Sus hombres había encendido una hoguera en el adarve y el rey esperaba las primeras luces del amanecer con todos los sentidos exacerbados. Era una noche oscura, la ciudad entera se hallaba sumida en las tinieblas y en el silencio: los únicos fuegos ardían en la amplia brecha defendida por sus soldados, en el bastión de ladrillo ocupado por los agrianos y al pie de la gran torre de madera. Él estaba visible, mientras que el enemigo permanecía oculto.
¿Cuántos eran aún? ¿Cuántos hombres armados se escondían en la sombra? Acaso estaban preparando una emboscada, o tal vez Memnón esperaba refuerzos por mar.
En el momento en que tenía el triunfo al alcance de la mano, el rey presentía que la fortuna podía burlarle de nuevo; hasta el último momento el comandante enemigo podía idear una nueva estratagema. Más adulto y experto que él, había conseguido en todo momento plantarle cara, devolviendo golpe por golpe o incluso anticipándose a sus movimientos.

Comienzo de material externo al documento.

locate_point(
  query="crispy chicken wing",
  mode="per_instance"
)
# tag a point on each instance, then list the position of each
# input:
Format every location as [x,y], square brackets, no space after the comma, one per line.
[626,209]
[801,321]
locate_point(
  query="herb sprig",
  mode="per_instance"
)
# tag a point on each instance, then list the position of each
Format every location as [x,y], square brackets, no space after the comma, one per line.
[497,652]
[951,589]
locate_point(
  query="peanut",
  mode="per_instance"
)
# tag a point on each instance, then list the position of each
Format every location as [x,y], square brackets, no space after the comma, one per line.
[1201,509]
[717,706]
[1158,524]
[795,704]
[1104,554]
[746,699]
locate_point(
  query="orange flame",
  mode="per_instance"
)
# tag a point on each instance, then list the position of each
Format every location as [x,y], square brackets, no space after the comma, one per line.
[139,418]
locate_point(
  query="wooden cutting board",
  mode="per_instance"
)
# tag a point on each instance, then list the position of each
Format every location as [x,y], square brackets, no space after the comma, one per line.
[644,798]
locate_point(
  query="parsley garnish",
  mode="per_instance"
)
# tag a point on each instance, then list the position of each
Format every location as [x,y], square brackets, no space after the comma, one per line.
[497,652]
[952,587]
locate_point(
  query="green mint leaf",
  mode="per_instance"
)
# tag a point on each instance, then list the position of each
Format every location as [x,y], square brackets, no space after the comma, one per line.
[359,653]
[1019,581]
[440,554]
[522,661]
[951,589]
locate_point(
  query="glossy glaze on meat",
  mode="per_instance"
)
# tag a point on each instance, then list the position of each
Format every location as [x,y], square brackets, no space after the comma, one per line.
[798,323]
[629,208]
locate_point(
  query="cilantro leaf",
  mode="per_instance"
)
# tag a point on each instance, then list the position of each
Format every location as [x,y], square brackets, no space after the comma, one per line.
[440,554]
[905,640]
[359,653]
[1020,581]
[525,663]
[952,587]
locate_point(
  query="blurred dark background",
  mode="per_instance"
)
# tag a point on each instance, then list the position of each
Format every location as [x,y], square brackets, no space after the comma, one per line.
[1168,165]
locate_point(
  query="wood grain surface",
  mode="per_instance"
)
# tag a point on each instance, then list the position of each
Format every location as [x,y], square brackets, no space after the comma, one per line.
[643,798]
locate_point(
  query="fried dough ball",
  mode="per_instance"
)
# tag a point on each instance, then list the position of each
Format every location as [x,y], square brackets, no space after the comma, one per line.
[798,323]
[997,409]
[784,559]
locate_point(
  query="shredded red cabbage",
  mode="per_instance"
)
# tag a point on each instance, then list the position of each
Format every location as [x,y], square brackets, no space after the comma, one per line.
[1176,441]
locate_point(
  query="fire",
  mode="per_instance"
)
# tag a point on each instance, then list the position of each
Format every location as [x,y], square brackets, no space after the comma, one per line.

Aquella noche Alejandro había dado orden de que fuera inmediatamente ajusticiado cualquiera que bebiera un solo sorbo de vino, ya fuera soldado raso o general, y que se mantuvieran todos armados y en orden de combate.
Grupos de soldados con antorchas encendidas hacían la ronda de continuo desde una puerta a la otra, hasta la poterna, y se daban voces unos a otros para mantenerse en contacto. De todos los comandantes, Pérdicas era el más vigilante. Después de una jornada pasada en continuos y extenuantes combates, después de haber guiado entre las llamas el ariete que había asestado el golpe definitivo a las murallas de Halicarnaso, no se había concedido un segundo de tregua: iba de un puesto de guardia a otro, sacudía a los hombres a los que vencía el sueño, provocaba a los jóvenes a redimirse del mal papel hecho en la batalla frente a los veteranos que, más viejos que ellos, habían conseguido no obstante hacer cambiar las tornas de la contienda.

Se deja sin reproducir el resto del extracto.